Tengah malam (11/09/2023) sekira pukul 01.00 WIB saya baru keluar dari parkiran sebuah rumah sakit. Tidak lebih dari 200 meter mobil saya kendarai nampak seorang pria bermotor memotong jalan. Dia terlihat sangat tergesa-gesa. Di sisi jalan sudah menunggu pria lain bercelana pendek, mereka bercakap sejenak dan masing-masing segera pergi memacu sepeda motornya.
Sekilas pemandangan itu biasa saja. Namun naluri kita segera menangkap curiga. Sangat mungkin peristiwa itu adalah satu dari sekian banyak transaksi narkoba yang terjadi di sekeliling kita. Sesekali saya juga memergoki operasi penangkapan terduga bandar narkoba.

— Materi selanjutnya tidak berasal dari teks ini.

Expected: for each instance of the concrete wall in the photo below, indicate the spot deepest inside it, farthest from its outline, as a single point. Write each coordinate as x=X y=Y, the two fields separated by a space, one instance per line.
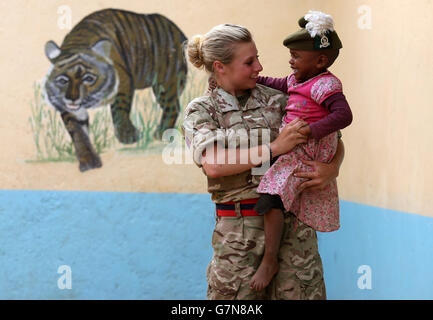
x=139 y=228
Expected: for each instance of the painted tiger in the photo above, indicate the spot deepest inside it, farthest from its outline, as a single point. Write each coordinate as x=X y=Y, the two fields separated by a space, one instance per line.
x=102 y=60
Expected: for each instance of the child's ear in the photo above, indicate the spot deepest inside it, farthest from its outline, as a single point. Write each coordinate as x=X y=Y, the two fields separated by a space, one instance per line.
x=322 y=61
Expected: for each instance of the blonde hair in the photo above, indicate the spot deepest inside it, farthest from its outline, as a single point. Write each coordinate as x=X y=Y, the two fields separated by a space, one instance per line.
x=217 y=44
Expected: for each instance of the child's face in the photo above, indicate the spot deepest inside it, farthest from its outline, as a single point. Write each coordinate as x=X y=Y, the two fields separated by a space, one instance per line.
x=305 y=64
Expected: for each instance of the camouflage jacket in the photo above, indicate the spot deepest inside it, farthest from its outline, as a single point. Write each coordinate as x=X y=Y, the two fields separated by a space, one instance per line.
x=218 y=117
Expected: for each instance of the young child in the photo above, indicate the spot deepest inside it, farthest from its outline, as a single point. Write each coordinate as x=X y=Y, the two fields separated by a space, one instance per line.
x=315 y=95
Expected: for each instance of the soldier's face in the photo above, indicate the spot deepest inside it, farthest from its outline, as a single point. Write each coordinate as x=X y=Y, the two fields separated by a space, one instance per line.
x=242 y=72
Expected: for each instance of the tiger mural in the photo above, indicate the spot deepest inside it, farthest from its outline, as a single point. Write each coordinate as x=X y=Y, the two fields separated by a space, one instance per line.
x=102 y=60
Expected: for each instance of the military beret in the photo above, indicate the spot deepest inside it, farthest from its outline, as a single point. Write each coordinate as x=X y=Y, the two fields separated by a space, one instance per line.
x=317 y=33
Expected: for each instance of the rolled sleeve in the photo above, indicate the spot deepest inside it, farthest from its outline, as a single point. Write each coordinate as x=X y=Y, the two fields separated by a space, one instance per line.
x=200 y=130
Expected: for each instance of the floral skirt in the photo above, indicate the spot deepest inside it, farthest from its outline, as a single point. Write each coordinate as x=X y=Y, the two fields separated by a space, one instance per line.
x=318 y=209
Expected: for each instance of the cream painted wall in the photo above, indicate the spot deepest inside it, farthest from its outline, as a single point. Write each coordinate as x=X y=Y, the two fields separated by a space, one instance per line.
x=386 y=73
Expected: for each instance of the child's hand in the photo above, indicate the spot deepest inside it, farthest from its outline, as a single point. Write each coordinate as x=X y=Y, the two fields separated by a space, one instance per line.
x=305 y=130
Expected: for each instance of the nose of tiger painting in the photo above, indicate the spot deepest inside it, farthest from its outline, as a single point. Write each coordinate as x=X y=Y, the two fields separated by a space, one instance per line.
x=72 y=104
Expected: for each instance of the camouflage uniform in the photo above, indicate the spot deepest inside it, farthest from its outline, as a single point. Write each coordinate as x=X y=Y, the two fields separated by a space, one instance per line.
x=238 y=242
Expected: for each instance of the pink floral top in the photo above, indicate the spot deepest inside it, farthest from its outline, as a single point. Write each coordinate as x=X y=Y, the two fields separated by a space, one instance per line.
x=305 y=98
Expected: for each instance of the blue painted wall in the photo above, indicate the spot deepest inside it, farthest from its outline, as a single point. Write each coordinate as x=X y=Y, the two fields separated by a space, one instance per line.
x=157 y=246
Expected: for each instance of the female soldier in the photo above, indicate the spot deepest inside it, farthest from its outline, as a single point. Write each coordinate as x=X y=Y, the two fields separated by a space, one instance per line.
x=232 y=130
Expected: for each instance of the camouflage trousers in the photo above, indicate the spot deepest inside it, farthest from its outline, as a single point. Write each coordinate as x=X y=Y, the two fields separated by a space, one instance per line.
x=238 y=244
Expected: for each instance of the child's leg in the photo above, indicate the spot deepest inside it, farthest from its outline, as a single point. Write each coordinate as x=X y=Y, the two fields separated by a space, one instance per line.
x=273 y=225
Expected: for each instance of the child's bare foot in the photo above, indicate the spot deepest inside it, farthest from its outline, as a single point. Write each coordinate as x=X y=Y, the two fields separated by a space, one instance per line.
x=264 y=274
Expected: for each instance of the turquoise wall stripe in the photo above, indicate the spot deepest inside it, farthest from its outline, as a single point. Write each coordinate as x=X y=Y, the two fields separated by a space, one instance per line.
x=118 y=245
x=157 y=246
x=394 y=248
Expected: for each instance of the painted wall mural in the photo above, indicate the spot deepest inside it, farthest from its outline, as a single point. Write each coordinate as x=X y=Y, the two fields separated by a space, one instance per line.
x=106 y=57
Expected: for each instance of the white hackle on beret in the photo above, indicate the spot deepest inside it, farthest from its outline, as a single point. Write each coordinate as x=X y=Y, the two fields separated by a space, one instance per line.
x=318 y=23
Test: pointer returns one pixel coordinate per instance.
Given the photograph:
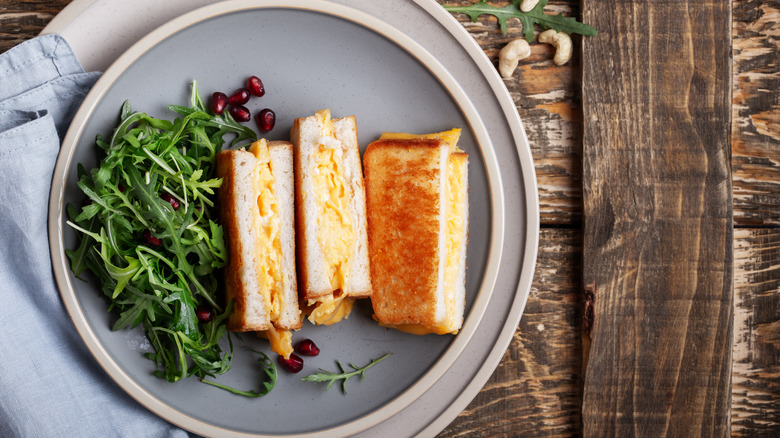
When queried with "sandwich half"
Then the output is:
(331, 239)
(417, 202)
(257, 213)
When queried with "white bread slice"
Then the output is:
(408, 191)
(282, 168)
(314, 270)
(242, 222)
(360, 276)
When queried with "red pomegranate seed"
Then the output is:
(219, 101)
(204, 313)
(266, 119)
(293, 364)
(151, 240)
(255, 86)
(173, 201)
(307, 348)
(240, 113)
(239, 97)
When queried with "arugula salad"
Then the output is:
(148, 233)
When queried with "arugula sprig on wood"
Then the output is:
(528, 19)
(160, 286)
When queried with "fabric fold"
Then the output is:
(51, 385)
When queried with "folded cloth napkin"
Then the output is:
(50, 386)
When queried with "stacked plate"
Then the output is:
(396, 65)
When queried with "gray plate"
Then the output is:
(356, 64)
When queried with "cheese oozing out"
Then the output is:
(268, 250)
(335, 230)
(456, 202)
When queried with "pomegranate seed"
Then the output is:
(204, 313)
(219, 101)
(255, 86)
(174, 202)
(293, 364)
(307, 348)
(240, 113)
(239, 97)
(266, 119)
(151, 240)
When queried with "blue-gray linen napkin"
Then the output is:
(50, 386)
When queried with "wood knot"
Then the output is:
(588, 311)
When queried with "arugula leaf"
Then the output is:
(331, 377)
(157, 264)
(558, 22)
(268, 368)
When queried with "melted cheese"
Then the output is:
(456, 197)
(330, 310)
(281, 341)
(268, 250)
(335, 231)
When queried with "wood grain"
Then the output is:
(535, 390)
(547, 97)
(756, 112)
(755, 406)
(657, 240)
(22, 20)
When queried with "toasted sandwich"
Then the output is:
(331, 240)
(417, 203)
(257, 213)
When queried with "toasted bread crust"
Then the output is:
(228, 197)
(352, 159)
(403, 201)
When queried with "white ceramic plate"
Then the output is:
(317, 54)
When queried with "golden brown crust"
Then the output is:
(403, 200)
(227, 198)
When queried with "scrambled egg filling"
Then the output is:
(335, 231)
(281, 341)
(456, 194)
(330, 310)
(269, 247)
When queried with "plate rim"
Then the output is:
(192, 18)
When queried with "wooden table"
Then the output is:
(655, 307)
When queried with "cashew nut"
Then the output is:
(527, 5)
(510, 55)
(562, 43)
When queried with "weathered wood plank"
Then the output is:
(755, 406)
(22, 20)
(657, 241)
(756, 112)
(534, 392)
(547, 97)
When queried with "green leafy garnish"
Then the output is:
(528, 19)
(331, 377)
(268, 368)
(149, 236)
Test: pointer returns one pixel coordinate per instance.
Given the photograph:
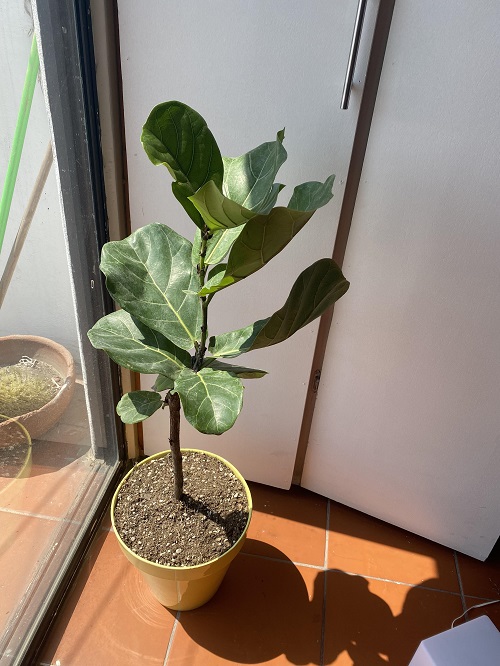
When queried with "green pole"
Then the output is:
(18, 141)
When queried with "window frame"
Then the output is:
(65, 43)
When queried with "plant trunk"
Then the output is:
(174, 405)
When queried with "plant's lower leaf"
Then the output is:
(312, 195)
(315, 290)
(248, 179)
(163, 383)
(217, 211)
(135, 346)
(238, 370)
(138, 406)
(150, 275)
(211, 399)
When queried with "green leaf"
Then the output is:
(138, 406)
(220, 244)
(248, 179)
(133, 345)
(150, 275)
(214, 275)
(238, 370)
(264, 236)
(260, 240)
(312, 195)
(187, 205)
(271, 198)
(177, 137)
(163, 383)
(217, 211)
(315, 290)
(211, 399)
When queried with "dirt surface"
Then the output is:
(210, 517)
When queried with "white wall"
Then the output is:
(407, 422)
(250, 68)
(39, 300)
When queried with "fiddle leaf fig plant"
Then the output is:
(164, 284)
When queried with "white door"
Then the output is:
(250, 68)
(407, 421)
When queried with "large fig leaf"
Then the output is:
(150, 275)
(135, 346)
(138, 406)
(218, 211)
(249, 179)
(163, 383)
(211, 399)
(316, 289)
(238, 370)
(177, 137)
(264, 236)
(260, 240)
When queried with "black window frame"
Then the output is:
(65, 42)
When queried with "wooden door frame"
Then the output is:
(367, 106)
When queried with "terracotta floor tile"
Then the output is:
(481, 579)
(363, 545)
(265, 612)
(23, 541)
(372, 622)
(293, 521)
(492, 611)
(110, 616)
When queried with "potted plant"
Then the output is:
(181, 515)
(37, 382)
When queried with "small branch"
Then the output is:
(174, 405)
(202, 270)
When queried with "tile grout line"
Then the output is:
(352, 573)
(325, 568)
(460, 584)
(171, 639)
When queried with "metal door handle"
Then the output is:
(351, 64)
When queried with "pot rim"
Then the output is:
(65, 354)
(169, 567)
(27, 460)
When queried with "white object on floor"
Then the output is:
(475, 643)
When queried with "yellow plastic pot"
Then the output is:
(184, 588)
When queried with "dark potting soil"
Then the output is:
(209, 519)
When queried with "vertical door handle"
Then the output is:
(351, 64)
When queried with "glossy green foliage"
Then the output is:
(164, 284)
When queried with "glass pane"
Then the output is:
(55, 458)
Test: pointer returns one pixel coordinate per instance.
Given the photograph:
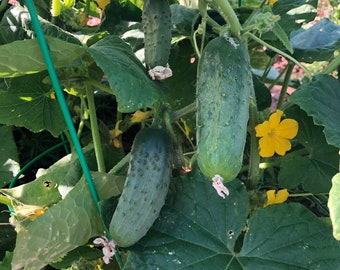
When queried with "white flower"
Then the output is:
(218, 185)
(108, 248)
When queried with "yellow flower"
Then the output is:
(102, 3)
(275, 198)
(186, 128)
(114, 133)
(140, 116)
(275, 134)
(272, 2)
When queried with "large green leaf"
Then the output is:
(320, 99)
(334, 205)
(199, 230)
(24, 56)
(315, 169)
(9, 159)
(317, 43)
(126, 75)
(63, 227)
(27, 103)
(288, 236)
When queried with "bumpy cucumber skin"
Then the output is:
(224, 84)
(145, 188)
(156, 20)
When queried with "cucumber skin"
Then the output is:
(224, 84)
(146, 187)
(156, 20)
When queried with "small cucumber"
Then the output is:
(145, 188)
(156, 20)
(224, 85)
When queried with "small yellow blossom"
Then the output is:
(186, 128)
(272, 2)
(140, 116)
(274, 197)
(102, 3)
(275, 134)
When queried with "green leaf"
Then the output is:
(315, 169)
(126, 75)
(334, 205)
(6, 263)
(294, 13)
(320, 100)
(27, 103)
(196, 229)
(182, 19)
(288, 236)
(62, 228)
(317, 43)
(199, 230)
(24, 56)
(39, 192)
(9, 159)
(16, 25)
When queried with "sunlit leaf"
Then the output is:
(334, 205)
(288, 236)
(317, 43)
(9, 160)
(315, 169)
(62, 228)
(27, 103)
(126, 75)
(199, 230)
(24, 56)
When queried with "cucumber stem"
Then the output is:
(252, 36)
(95, 130)
(183, 111)
(285, 85)
(227, 12)
(332, 65)
(254, 159)
(5, 200)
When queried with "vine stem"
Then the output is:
(95, 130)
(227, 12)
(181, 112)
(285, 85)
(252, 36)
(254, 159)
(5, 200)
(332, 65)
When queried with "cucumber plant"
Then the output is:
(223, 90)
(145, 188)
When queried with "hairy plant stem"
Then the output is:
(227, 12)
(95, 130)
(120, 164)
(183, 111)
(332, 65)
(284, 87)
(252, 36)
(5, 200)
(254, 158)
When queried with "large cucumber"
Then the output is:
(224, 84)
(156, 20)
(145, 188)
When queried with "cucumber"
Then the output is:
(145, 188)
(224, 84)
(156, 19)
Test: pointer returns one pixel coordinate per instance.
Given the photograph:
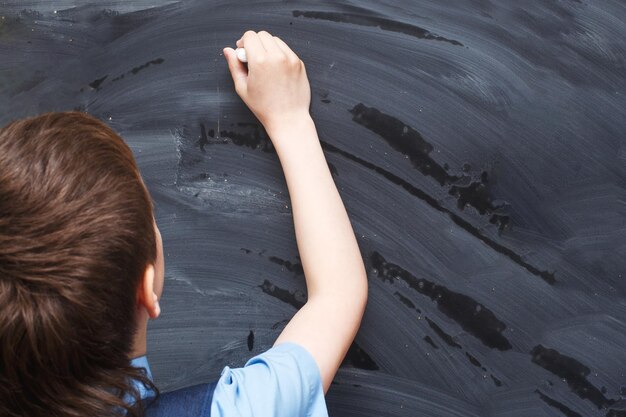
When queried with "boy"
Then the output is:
(81, 265)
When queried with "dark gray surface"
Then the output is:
(479, 149)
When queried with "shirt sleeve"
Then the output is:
(282, 381)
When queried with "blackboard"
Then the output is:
(478, 146)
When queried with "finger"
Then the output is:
(254, 47)
(237, 70)
(285, 48)
(269, 44)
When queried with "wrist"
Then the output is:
(283, 130)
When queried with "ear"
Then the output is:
(146, 296)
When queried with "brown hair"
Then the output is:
(76, 234)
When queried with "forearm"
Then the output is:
(330, 255)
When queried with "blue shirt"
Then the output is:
(282, 381)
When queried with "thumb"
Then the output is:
(237, 69)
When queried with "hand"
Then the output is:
(274, 85)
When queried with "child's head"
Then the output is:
(81, 266)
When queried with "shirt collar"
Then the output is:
(145, 392)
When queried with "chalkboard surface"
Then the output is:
(479, 147)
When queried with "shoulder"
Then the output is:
(190, 401)
(282, 381)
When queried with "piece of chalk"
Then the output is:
(241, 54)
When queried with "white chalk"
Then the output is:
(241, 54)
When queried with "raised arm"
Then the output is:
(275, 87)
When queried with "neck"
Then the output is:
(139, 343)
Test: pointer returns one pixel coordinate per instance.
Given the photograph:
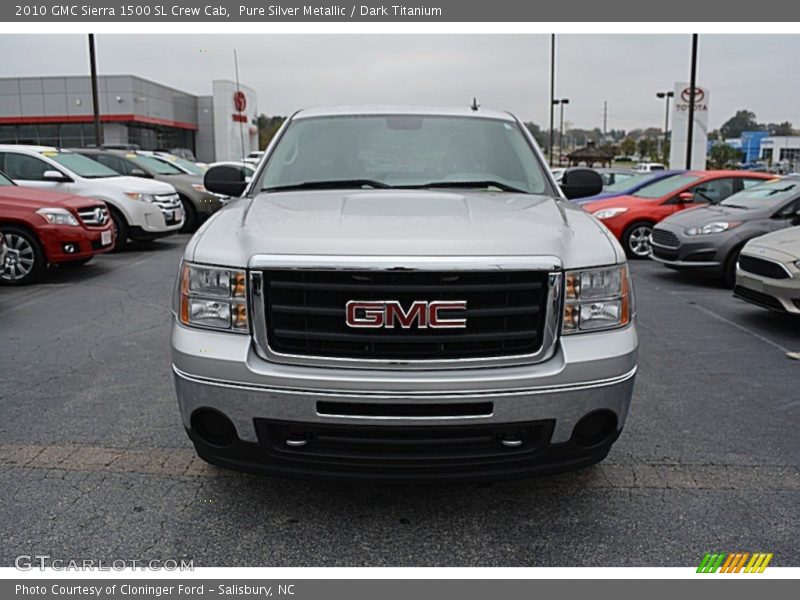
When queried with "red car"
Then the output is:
(631, 218)
(41, 228)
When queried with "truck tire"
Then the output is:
(120, 229)
(29, 261)
(636, 239)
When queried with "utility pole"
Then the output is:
(95, 101)
(552, 91)
(692, 89)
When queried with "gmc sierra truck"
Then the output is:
(403, 294)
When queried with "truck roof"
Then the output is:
(400, 109)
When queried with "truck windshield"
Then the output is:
(404, 151)
(667, 186)
(80, 165)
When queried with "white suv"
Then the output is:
(141, 209)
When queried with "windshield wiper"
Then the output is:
(332, 184)
(483, 183)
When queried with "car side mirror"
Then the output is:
(581, 182)
(226, 180)
(56, 176)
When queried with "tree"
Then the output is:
(743, 120)
(267, 127)
(723, 156)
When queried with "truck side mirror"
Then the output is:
(581, 182)
(226, 180)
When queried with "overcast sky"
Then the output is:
(757, 72)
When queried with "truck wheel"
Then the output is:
(636, 239)
(120, 230)
(25, 262)
(189, 216)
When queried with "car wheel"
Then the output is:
(189, 216)
(120, 230)
(25, 261)
(636, 240)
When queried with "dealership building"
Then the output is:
(57, 111)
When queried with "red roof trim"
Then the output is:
(90, 119)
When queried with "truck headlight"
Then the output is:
(717, 227)
(58, 216)
(597, 299)
(212, 297)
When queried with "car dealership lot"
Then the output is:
(94, 462)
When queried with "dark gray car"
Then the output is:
(198, 204)
(709, 238)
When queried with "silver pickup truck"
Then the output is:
(403, 294)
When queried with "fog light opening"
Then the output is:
(213, 427)
(595, 429)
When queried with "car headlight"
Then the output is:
(140, 196)
(716, 227)
(58, 216)
(597, 299)
(212, 297)
(608, 213)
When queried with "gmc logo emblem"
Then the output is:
(377, 314)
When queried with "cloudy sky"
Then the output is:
(757, 72)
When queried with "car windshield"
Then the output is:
(81, 165)
(409, 151)
(153, 164)
(627, 182)
(765, 195)
(667, 186)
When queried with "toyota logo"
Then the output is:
(686, 95)
(240, 101)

Di gang-gang sempit saat mengantar atau menjemput anak sekolah. Khalayak di sekitar TKP segera mafhum. Kalau ada kejar-kejaran dan penggerebekan di jalanan sebagian besar kasusnya narkoba.
Kita tahu namun abai bahwa narkoba semakin merajalela. Para bandar bagai patah tumbuh hilang berganti. Apalagi pecandu atau ‘pasien’ baru bertambah berlipat ganda. Tidak hanya di kota-kota besar. Di kota-kota kecil pun narkoba sudah seperti kacang goreng. Pasokan seperti tidak ada habis-habisnya.
Lalu, pekan ini kita dengar sebuah tangkapan besar diumumkan Polri. Bareskrim Polri berhasil membongkar sindikat narkoba dan tindak pidana pencucian uang (TPPU) yang dipimpin oleh Fredy Pratama (38). Dalam operasi yang diberi nama sandi “Operasi Escobar”, polisi berhasil menyita 10 ton sabu dan aset senilai Rp10,5 triliun.
Polisi berhasil menangkap 39 orang yang terlibat dalam sindikat ini, termasuk Fredy Pratama, yang merupakan otak dari sindikat tersebut. Fredy Budiman sudah dihukum mati muncul pula Fredy Pratama. Dan di luar sana ada ribuan kaki-tangan mereka. Termasuk mereka yang menghuni lapas dan masih dapat mengendalikan operasi di dalam dan luar bui.
Sindikat Fredy Pratama telah beroperasi sejak tahun 2020. Mereka menyelundupkan sabu dari Malaysia melalui jalur laut. Sabu tersebut kemudian diedarkan di wilayah Indonesia.
Selain sabu, polisi juga berhasil menyita aset milik sindikat ini, termasuk rumah mewah, apartemen, mobil mewah, dan rekening bank. Ini yang membuat narkoba tetap menjadi bisnis idaman bagi para kriminal. Bayangka saja dalam tiga tahun Fredy Pratama sudah berhasil menghimpun triliunan aset. Itu yang ketahuan.
Fredy Pratama adalah seorang tersangka dalam kasus jaringan narkoba di Indonesia.
Fredy Pratama juga disebut sebagai mastermind atau bos dari jaringan narkoba tersebut . Ia memiliki beberapa nama samaran , seperti Miming. Fredy Pratama juga disebut sebagai bos kartel narkotika terbesar di wilayah Asia Tenggara. Fredy Pratama merupakan bandar narkoba kelas kakap yang telah lama menjadi target Polri.
Tidak terbayangkan saat anak-anak muda potensial menjadi korban narkoba. Di Amerika Serikat narkoba dianggap victimless crime. Kejahatan tanpa korban. Sang pecandu tidak boleh menganggap dirinya korban karena ia kecanduan atas pilihannya sendiri. Ia pelaku dari kejahatan yang menghancurkan dirinya.
Tentu tantangan ke depan bagi Polri dan BNN tidak kecil. Namun tangkapan besar ini menjadi salah satu alarm bagi publik untuk menjaga diri, keluarga dan orang-orang terdekat di sekelilingnya agar tidak hancur karena narkoba. Kita sedang berada di persimpangan jalan. Jika salah arah kita akan gagal memetik bonus demografi.